Recently I’ve discussed Bayesian Optimization with my friends and it’s application in Machine learning. Just document them here for future references.

In MLOps, hyper-parameter tuning comes to play when we’ve figured out what ML method we need to use to answer a business question, what data we have, and we’ve started training the model. The performance of the model is highly depended on the hyper-parameters of the model. Therefore, to get a “best” model, we have to spend some time tuning the hyper-parameters. There are three major methods of tuning the hyper-parameters: 1. grid-search, 2. random-search, 3. Bayesian optimization. I will skip some methods which haven’t been not widely used.

Grid-search (or manually selection based on ML engineer’s experience) are most widely used methods for early-stage small size ML teams. They probably just start their ML project, they want to find get the whole ML pipeline framework up and running before fine-tune the model. A full grid-search can be very computational expensive because they have to run every single combination. But most of the teams will increase the interval of the grid to run few iterations, just to get a quick and dirty model to start with.

Random search is one level up. Instead of exam all combinations of all parameters, random search exams random combinations of parameters. Given the same time, random search will increase the possibility of locating the “best” hyper-parameters. So this is widely used in teams with kinda of mature MLOps pipeline. For them, the framework is ready. They are having new data coming and they are focusing on maintaining the ML model and retrain the model with new-coming data.

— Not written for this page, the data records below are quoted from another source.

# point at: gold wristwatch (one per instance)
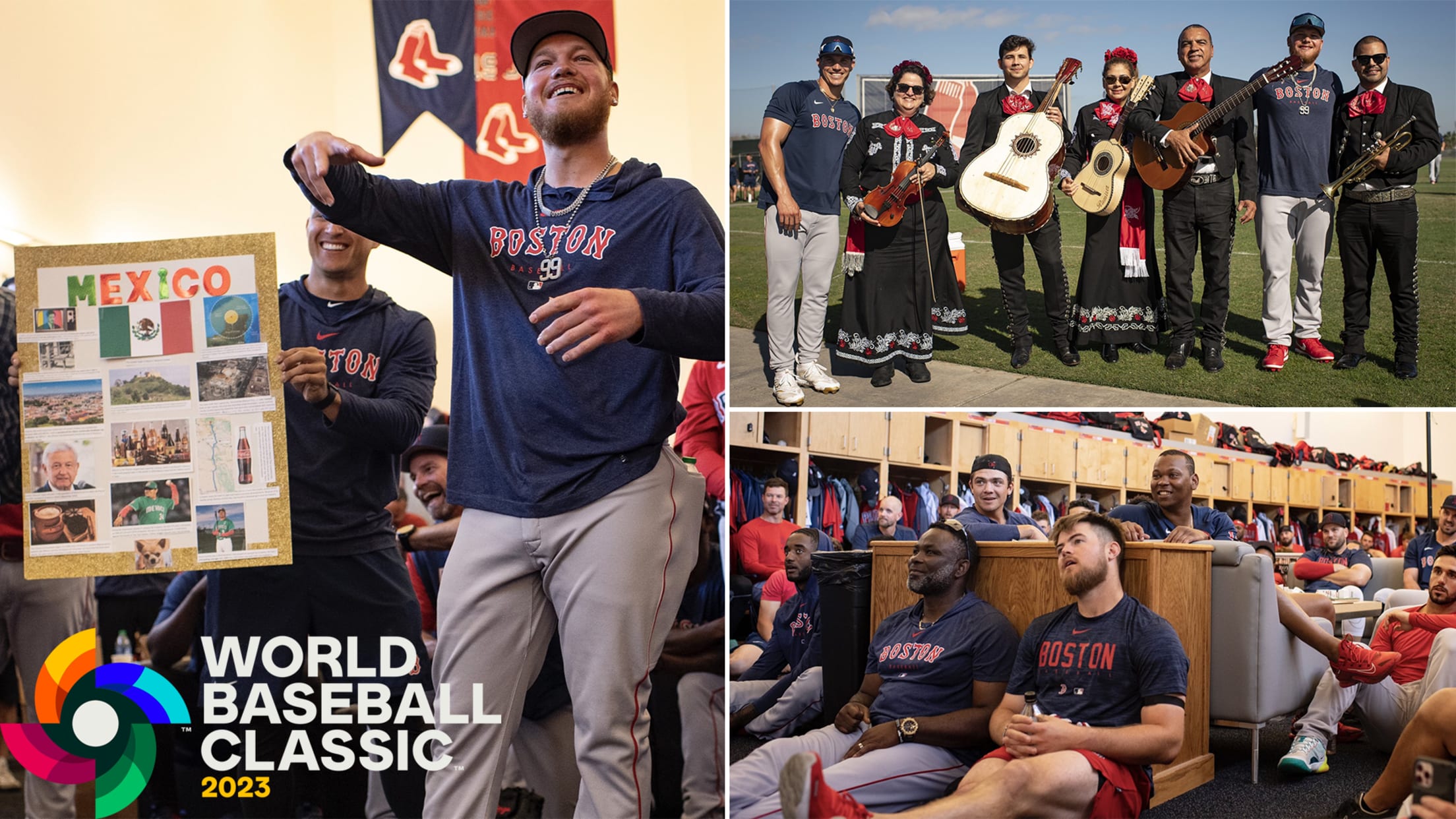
(906, 727)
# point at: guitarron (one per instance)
(1010, 187)
(1098, 187)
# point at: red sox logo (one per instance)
(418, 60)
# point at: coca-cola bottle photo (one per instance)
(245, 458)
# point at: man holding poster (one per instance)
(574, 297)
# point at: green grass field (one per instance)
(1300, 384)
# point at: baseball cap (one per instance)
(431, 439)
(535, 30)
(1306, 21)
(836, 44)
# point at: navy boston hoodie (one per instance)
(382, 359)
(530, 435)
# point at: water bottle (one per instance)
(123, 653)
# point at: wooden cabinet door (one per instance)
(829, 433)
(744, 429)
(907, 438)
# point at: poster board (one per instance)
(152, 432)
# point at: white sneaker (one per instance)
(787, 390)
(816, 378)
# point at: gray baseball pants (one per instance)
(609, 579)
(808, 254)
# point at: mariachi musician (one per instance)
(1201, 210)
(900, 283)
(990, 109)
(1380, 212)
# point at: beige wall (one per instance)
(168, 119)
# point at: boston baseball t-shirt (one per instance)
(1352, 556)
(931, 669)
(819, 130)
(1100, 671)
(1152, 519)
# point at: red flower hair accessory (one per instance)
(1120, 51)
(912, 65)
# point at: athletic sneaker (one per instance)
(1357, 663)
(803, 793)
(1306, 755)
(1314, 349)
(816, 378)
(1275, 359)
(787, 388)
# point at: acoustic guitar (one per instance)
(1161, 167)
(1098, 187)
(1010, 187)
(887, 203)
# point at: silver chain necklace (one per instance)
(551, 266)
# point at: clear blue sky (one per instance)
(775, 41)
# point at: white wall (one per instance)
(169, 119)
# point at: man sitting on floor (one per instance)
(1110, 679)
(935, 672)
(1427, 663)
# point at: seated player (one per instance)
(765, 700)
(1171, 516)
(1424, 637)
(992, 518)
(1110, 679)
(935, 672)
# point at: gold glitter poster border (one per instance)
(262, 248)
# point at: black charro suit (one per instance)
(1046, 244)
(1201, 214)
(1387, 228)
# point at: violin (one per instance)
(887, 203)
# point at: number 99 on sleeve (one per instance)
(242, 787)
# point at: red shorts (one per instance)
(1123, 790)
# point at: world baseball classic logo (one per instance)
(95, 723)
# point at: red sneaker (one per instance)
(1359, 663)
(803, 793)
(1275, 359)
(1314, 349)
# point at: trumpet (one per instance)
(1362, 167)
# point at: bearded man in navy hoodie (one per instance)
(359, 373)
(574, 296)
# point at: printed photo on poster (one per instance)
(63, 403)
(63, 522)
(149, 503)
(232, 320)
(150, 385)
(57, 355)
(153, 554)
(220, 528)
(61, 466)
(150, 443)
(226, 379)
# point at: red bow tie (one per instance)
(1196, 91)
(1017, 104)
(1368, 102)
(1108, 113)
(901, 126)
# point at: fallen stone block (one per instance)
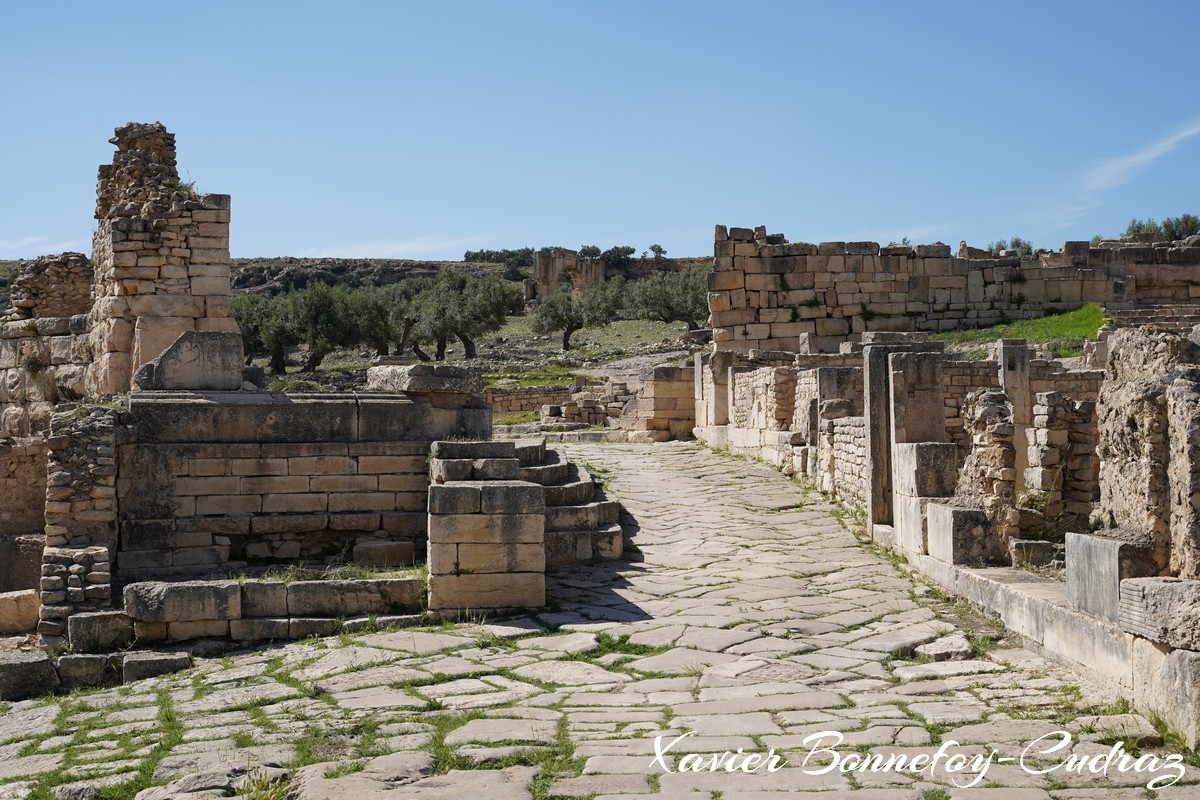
(957, 535)
(1162, 609)
(259, 630)
(27, 674)
(100, 631)
(264, 599)
(18, 611)
(90, 669)
(425, 379)
(139, 666)
(1098, 565)
(197, 360)
(181, 602)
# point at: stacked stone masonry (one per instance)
(23, 511)
(52, 286)
(526, 400)
(486, 530)
(769, 294)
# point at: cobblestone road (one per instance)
(749, 619)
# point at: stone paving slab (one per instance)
(745, 619)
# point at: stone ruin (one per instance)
(985, 474)
(555, 265)
(123, 521)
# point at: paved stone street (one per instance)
(748, 618)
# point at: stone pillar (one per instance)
(160, 259)
(877, 404)
(81, 518)
(1014, 379)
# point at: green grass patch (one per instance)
(546, 376)
(1067, 330)
(517, 419)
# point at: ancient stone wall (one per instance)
(190, 509)
(1063, 469)
(846, 469)
(1053, 377)
(42, 362)
(961, 379)
(233, 479)
(160, 254)
(763, 398)
(23, 512)
(523, 400)
(767, 293)
(52, 286)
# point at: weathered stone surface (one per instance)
(100, 631)
(424, 378)
(1162, 609)
(181, 602)
(147, 665)
(18, 611)
(197, 360)
(27, 674)
(1099, 564)
(383, 553)
(264, 599)
(89, 669)
(948, 648)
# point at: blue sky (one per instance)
(407, 130)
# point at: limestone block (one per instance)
(186, 601)
(264, 599)
(954, 534)
(196, 361)
(259, 630)
(1098, 564)
(384, 554)
(27, 674)
(925, 469)
(424, 378)
(139, 666)
(478, 528)
(503, 590)
(300, 627)
(18, 611)
(1162, 609)
(450, 469)
(214, 629)
(511, 498)
(100, 631)
(473, 450)
(87, 671)
(334, 599)
(454, 499)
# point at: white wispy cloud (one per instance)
(916, 234)
(35, 246)
(1109, 174)
(426, 247)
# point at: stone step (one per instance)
(553, 471)
(559, 427)
(532, 452)
(571, 492)
(587, 516)
(604, 543)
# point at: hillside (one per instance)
(276, 275)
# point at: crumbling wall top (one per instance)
(143, 174)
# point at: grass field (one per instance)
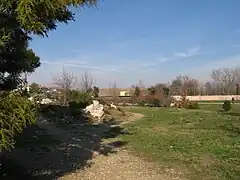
(202, 144)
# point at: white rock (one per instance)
(95, 109)
(172, 104)
(46, 101)
(113, 106)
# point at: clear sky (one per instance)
(125, 41)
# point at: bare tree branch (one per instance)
(87, 82)
(64, 82)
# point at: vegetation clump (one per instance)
(227, 105)
(17, 112)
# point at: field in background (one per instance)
(201, 144)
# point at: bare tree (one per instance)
(64, 82)
(226, 79)
(114, 91)
(87, 82)
(184, 85)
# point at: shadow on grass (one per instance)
(51, 152)
(232, 113)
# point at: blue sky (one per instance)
(125, 41)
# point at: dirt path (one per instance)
(77, 156)
(120, 165)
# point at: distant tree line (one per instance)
(224, 81)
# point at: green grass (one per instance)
(204, 144)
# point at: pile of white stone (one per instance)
(95, 110)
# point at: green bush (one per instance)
(79, 99)
(227, 105)
(154, 102)
(192, 105)
(141, 103)
(17, 112)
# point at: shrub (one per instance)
(79, 99)
(227, 105)
(141, 103)
(121, 110)
(17, 112)
(154, 102)
(192, 105)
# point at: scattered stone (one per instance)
(95, 110)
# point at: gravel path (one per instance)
(121, 165)
(73, 150)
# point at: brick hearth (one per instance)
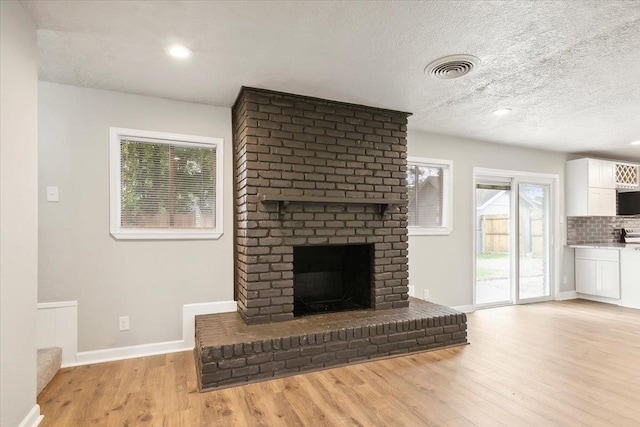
(229, 352)
(322, 185)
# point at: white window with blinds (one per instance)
(429, 191)
(165, 186)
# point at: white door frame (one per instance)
(554, 226)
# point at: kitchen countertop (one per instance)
(608, 245)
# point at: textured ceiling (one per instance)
(570, 70)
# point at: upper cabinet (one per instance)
(602, 173)
(590, 187)
(627, 176)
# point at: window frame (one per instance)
(115, 190)
(447, 197)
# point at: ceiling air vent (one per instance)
(452, 67)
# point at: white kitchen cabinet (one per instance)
(598, 272)
(586, 276)
(590, 187)
(630, 278)
(601, 202)
(627, 176)
(602, 173)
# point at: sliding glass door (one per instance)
(493, 241)
(533, 241)
(513, 240)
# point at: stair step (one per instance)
(49, 362)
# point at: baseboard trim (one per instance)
(131, 352)
(33, 418)
(464, 308)
(563, 296)
(189, 312)
(598, 298)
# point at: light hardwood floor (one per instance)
(573, 363)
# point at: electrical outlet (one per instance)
(52, 194)
(124, 323)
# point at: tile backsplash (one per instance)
(598, 229)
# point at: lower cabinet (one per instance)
(598, 272)
(630, 278)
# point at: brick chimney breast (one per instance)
(310, 171)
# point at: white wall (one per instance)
(79, 260)
(19, 215)
(443, 264)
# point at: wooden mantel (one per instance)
(284, 200)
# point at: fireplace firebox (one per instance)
(331, 278)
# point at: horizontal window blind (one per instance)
(425, 186)
(167, 185)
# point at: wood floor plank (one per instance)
(571, 363)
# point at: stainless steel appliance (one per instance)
(630, 235)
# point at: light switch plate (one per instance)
(52, 194)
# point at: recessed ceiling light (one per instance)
(179, 51)
(502, 112)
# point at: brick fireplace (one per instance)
(312, 172)
(321, 274)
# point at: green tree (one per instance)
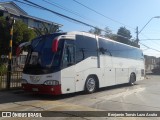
(46, 30)
(124, 35)
(21, 33)
(96, 31)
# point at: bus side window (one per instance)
(69, 55)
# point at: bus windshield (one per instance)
(40, 56)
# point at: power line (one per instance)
(149, 47)
(148, 39)
(101, 14)
(63, 8)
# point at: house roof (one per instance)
(6, 6)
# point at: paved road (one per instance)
(144, 96)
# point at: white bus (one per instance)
(70, 62)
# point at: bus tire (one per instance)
(91, 84)
(132, 79)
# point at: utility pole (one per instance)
(137, 39)
(11, 21)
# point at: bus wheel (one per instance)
(90, 85)
(132, 79)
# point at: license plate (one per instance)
(35, 89)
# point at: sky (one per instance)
(118, 13)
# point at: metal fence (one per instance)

Bayesian Search, on the other hand, go to another level. It actually learns to find where the best hyper-parameters are with the price of extra computational cost. As you mentioned, Facebook used it in it’s backend. Google’s autoML provides Bayesian op API. AWS sagemaker also provide “hyper-parameter tuning” API based on Bayesian Search. And SigOpt, probably the most famous commercial library on the market (two sigma claims sigopts reduced their tuning time from 24 days to 3 days). As far as I know, every big ML team in high-tech companies probably have someone look into Bayesian optimisation for R&D purpose.

Since we’re thinking about Bayesian opt, let’s talk a bit more.

If Bayesian is so good, then it should have been seen everywhere right now since it has been on the market for a while. However, with my limited experience, I’d said Bayesian op is still far from dominating the market. So why is that? Several reasons. Actually not only Bayesian opt is not widely deployed, almost any auto hyper-parameter tuning has not been widely deployed. The reason is for any large commercial ml model, training one model will take days or months, so it’s almost not possible to run hundreds of times to compare the performance. Also, even though you’ve tested hundreds of combinations of hyper-parameters, the “best” hyper-parameters probably won’t give a significant improvement on the results. Considering there are many ways to improve ML models, eg, more training data, better ML algo, more features, etc, each of them is kinda of low-hanging fruit which requires fewer computational cost than Bayesian opt, so Bayesian opt is a kind of luxury in my view: Only very mature ML team in large high-tech enterprise can afford it.

Bayesian opt naturally has problem with high dimension modelling. As you added more and more features in to your training dataset, the benefit of Bayesian opt will become less and less. The hours of running Bayesian will be longer and longer. Probably hyper-parameter tuning is not valued for enterprise to put so much efforts into. For example, enterprise can market their product as “cutting-edge ML model”, but they can hardly say that “we used the best hyper-parameter tuning technology in our ML model”. It just, not very, attractive…

OK let’s go back to sigopt. Personally I would LOVE to connect to sigopt and see if we can use it to help our client. I’d love to hear their opinions of some cloud-native bayesian opt solutions provided by google/azure/aws, as well as some open source solutions like GPyOpt, Ray.tune: Hyperparameter Optimization Framework, etc.